We’ve got you covered: Here’s what you need to know about education issues on Super Tuesday

Tomorrow is Super Tuesday and six candidates are still vying for the Democratic presidential nomination. Here at Chalkbeat, we’ve been paying close attention to where the candidates stand on education — from preschool to vouchers and school segregation. 

Want to compare the candidates’ promises about Title I funds? Trying to track down who’s said what about charter schools? Our 2020 education tracker includes it all — plus information about candidates’ track records and notable statements they’ve made on the campaign trail. 

Here are some other stories you might find useful:

Last week, pro-school choice parents met with Elizabeth Warren. For some, it was the second time. The Powerful Parent Network is getting meetings with, though not concrete promises from, leading candidates, including Warren and Joe Biden. Here’s what happened in South Carolina.

When Biden talks about parents and poverty, criticism often follows. We looked back at statements the former vice president made on the campaign trail referring to students from low-income families and black parents, and why some see them as tone-deaf or racist.

Michael Bloomberg may be a newcomer to the race, but he has a long record on schools. He spent 12 years shaking up New York City’s school system. Research tells us that some of his signature policies, like closing large high schools, helped students. Others, like holding more students back, did not.
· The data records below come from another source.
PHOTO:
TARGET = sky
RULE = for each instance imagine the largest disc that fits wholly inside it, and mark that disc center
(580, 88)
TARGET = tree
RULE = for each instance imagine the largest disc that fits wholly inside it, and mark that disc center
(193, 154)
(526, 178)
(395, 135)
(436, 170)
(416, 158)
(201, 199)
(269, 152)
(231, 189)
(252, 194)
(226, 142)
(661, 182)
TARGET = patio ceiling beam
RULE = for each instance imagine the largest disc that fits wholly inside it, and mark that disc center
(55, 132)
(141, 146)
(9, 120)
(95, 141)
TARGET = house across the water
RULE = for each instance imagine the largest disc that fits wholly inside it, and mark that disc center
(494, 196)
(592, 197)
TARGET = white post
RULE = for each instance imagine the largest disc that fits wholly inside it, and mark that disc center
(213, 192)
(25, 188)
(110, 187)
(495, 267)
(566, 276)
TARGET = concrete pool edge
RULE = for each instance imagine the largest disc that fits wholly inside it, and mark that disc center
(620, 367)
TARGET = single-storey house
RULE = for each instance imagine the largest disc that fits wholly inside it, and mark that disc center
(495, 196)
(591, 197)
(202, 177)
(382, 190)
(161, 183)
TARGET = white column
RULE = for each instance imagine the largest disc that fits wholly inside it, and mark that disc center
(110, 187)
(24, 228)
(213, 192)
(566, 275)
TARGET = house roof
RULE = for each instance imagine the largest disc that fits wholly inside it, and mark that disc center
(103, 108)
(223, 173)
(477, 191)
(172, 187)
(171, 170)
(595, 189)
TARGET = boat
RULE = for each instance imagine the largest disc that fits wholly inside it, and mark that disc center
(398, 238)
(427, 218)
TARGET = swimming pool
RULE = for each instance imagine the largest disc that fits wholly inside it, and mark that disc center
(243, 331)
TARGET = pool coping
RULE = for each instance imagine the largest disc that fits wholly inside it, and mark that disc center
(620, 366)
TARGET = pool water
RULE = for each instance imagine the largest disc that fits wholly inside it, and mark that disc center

Bernie Sanders courted the Chicago teachers union. Here’s why he didn’t land its endorsement. We got the inside scoop on how divisions within one of the country’s largest and most vocal teachers unions led to the decision not to endorse anyone, for now.

Who’s getting money from big names in education? Here’s how some familiar faces — think Bill Gates and Arne Duncan — have spent their money in the race so far.

Democrats are divided on charter schools. Polling shows that white Democrats are highly skeptical, while black and Hispanic Democrats are more supportive, but still hold a range of positions. Meanwhile, Democrats are very aligned on giving teachers a raise — something all the party’s presidential candidates support.